LPL sues IRS over software development deductions

LPL Financial is seeking millions of dollars in tax refunds that the firm argues were "erroneously denied" by the IRS on the basis that the company's services make it ineligible for an exemption.

In a lawsuit filed Aug. 24 in San Diego federal court, LPL requested more than $5.4 million in income-tax refunds on the company's payments for the years 2012 to 2014 by citing the deductibility of certain domestic manufacturing income under Section 199 of the tax code. Through amended tax returns LPL filed in 2016 and 2017, the company sought deductions for the development of its former financial advisor desktop software, BranchNet, which it replaced with ClientWorks as LPL's core operating platform several years ago.

LPL "designed, developed, updated, produced, and implemented the BranchNet software by employing and contracting with software developers in the United States," according to the lawsuit. "Plaintiff's software developers wrote machine-readable code for the BranchNet software and performed upgrades and updates to the BranchNet software on a continual basis. Plaintiff's production of its BranchNet software within the United States was substantial in nature given the complexity, redundancy, scale, and scope of the BranchNet software and that substantially all of the work to develop the BranchNet software was performed by Plaintiff's employees and independent contractors in the United States."

Bloomberg Tax first reported the lawsuit. Representatives for the IRS, which reached an agreement with LPL in 2021 to award the company 60% of the separate research tax credits for BranchNet it had sought in the same amended returns, didn't immediately respond to requests for comment. Representatives for the agency told Financial Advisor Magazine that the IRS has a policy against commenting on pending litigation.

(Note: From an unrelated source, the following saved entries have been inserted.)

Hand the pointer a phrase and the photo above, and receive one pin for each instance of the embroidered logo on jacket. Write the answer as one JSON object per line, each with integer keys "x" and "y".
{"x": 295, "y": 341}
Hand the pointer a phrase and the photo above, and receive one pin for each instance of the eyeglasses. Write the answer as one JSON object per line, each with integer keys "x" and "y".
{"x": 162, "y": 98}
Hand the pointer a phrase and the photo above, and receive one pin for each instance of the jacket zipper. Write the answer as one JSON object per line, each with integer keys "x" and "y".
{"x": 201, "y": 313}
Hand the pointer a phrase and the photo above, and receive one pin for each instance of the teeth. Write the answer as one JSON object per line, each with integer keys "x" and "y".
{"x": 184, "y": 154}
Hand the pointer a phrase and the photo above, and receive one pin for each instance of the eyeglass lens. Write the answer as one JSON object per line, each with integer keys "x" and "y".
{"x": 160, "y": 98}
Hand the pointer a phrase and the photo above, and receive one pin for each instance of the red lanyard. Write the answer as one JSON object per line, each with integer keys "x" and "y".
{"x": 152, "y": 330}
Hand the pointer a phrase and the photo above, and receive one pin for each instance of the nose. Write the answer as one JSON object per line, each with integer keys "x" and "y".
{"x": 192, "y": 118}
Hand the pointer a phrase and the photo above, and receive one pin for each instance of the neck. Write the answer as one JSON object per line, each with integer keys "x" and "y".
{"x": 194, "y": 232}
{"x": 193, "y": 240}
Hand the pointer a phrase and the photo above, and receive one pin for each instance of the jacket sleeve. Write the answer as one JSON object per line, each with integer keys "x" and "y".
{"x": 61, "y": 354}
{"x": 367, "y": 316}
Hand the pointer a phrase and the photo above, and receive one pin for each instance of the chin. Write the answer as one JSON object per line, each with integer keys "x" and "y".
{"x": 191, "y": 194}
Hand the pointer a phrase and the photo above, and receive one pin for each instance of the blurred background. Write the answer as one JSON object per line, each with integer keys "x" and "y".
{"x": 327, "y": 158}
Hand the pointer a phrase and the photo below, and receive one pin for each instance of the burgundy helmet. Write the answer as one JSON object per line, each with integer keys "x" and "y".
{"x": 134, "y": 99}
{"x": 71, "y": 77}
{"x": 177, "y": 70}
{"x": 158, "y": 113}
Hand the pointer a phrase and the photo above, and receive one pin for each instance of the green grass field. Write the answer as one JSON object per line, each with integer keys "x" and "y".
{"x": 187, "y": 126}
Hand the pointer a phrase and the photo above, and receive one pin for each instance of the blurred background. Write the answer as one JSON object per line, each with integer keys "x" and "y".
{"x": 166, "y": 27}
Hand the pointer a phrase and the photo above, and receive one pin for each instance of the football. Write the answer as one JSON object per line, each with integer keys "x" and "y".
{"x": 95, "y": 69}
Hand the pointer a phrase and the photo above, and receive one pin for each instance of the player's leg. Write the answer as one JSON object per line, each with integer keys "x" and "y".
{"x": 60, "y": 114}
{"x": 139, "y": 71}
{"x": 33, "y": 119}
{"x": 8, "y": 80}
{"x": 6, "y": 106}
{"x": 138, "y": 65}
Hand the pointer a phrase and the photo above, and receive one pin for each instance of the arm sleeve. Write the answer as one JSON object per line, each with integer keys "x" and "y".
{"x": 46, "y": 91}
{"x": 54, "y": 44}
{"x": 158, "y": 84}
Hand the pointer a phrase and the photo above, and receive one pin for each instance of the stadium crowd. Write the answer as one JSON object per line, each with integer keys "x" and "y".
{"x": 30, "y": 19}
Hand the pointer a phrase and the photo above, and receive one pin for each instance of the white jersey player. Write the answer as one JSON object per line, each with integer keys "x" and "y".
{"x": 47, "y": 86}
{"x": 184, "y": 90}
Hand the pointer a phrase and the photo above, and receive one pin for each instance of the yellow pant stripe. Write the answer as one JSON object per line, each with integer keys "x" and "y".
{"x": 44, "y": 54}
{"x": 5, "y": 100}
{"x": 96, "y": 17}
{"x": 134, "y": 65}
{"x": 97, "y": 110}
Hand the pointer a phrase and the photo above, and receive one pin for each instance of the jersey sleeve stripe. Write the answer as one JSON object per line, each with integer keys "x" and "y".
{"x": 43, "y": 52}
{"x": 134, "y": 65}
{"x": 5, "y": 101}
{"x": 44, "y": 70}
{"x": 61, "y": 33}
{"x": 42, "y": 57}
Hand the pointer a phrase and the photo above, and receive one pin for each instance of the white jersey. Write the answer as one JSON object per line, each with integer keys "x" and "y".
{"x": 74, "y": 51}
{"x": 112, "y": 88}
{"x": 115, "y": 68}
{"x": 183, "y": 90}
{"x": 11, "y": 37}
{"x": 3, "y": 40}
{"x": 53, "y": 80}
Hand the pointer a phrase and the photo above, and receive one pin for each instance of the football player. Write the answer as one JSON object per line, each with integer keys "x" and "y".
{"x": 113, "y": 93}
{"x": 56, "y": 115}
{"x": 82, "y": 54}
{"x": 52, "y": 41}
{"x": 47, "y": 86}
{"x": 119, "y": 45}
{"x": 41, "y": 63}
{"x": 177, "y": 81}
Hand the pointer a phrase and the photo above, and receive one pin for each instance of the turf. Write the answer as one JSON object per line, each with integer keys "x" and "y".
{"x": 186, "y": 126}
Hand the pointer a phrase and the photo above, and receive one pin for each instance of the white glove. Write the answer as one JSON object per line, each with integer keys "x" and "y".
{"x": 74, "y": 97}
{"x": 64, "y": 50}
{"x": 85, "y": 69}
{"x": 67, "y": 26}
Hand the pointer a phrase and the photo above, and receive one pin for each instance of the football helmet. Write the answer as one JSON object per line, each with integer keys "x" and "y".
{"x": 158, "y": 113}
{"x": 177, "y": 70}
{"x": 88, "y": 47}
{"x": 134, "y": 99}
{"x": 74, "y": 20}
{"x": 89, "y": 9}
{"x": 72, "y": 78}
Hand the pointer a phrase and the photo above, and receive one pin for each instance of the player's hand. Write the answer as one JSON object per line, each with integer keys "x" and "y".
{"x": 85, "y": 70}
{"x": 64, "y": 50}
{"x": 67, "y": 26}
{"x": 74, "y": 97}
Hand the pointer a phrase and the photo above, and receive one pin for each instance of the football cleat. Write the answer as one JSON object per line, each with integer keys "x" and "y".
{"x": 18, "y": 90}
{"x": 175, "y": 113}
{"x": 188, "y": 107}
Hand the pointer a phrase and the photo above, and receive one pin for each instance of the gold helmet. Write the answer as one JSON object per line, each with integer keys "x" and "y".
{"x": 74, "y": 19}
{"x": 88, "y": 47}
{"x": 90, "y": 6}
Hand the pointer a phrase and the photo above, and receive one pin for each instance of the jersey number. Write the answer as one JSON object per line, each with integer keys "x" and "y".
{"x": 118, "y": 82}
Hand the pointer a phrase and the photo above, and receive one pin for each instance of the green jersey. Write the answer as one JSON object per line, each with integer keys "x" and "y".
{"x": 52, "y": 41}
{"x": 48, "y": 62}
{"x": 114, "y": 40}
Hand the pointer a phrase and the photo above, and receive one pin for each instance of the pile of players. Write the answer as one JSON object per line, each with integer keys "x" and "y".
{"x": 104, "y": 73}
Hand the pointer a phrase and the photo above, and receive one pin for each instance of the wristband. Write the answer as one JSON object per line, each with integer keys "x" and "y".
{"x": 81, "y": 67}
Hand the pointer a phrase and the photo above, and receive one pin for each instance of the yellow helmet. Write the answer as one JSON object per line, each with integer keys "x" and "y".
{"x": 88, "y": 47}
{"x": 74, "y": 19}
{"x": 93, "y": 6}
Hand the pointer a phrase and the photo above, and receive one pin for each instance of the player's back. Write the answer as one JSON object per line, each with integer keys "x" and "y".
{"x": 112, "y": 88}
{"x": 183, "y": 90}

The company had appealed an initial refusal by the agency to allow either of the tax breaks before reaching the settlement on the research tax credits under Section 41 of the code. In three August 2021 letters to LPL from the agency's Independent Office of Appeals that are included in the lawsuit, an IRS appeals team manager told the company it had included "gross receipts derived from services" as part of the domestic production deduction.

LPL filed a related but different case in U.S. Tax Court last year attempting to qualify for tax refunds under the same deduction for 2015 and 2016, according to another filing in the case. The company has argued it eliminated any revenue related to services from its calculations.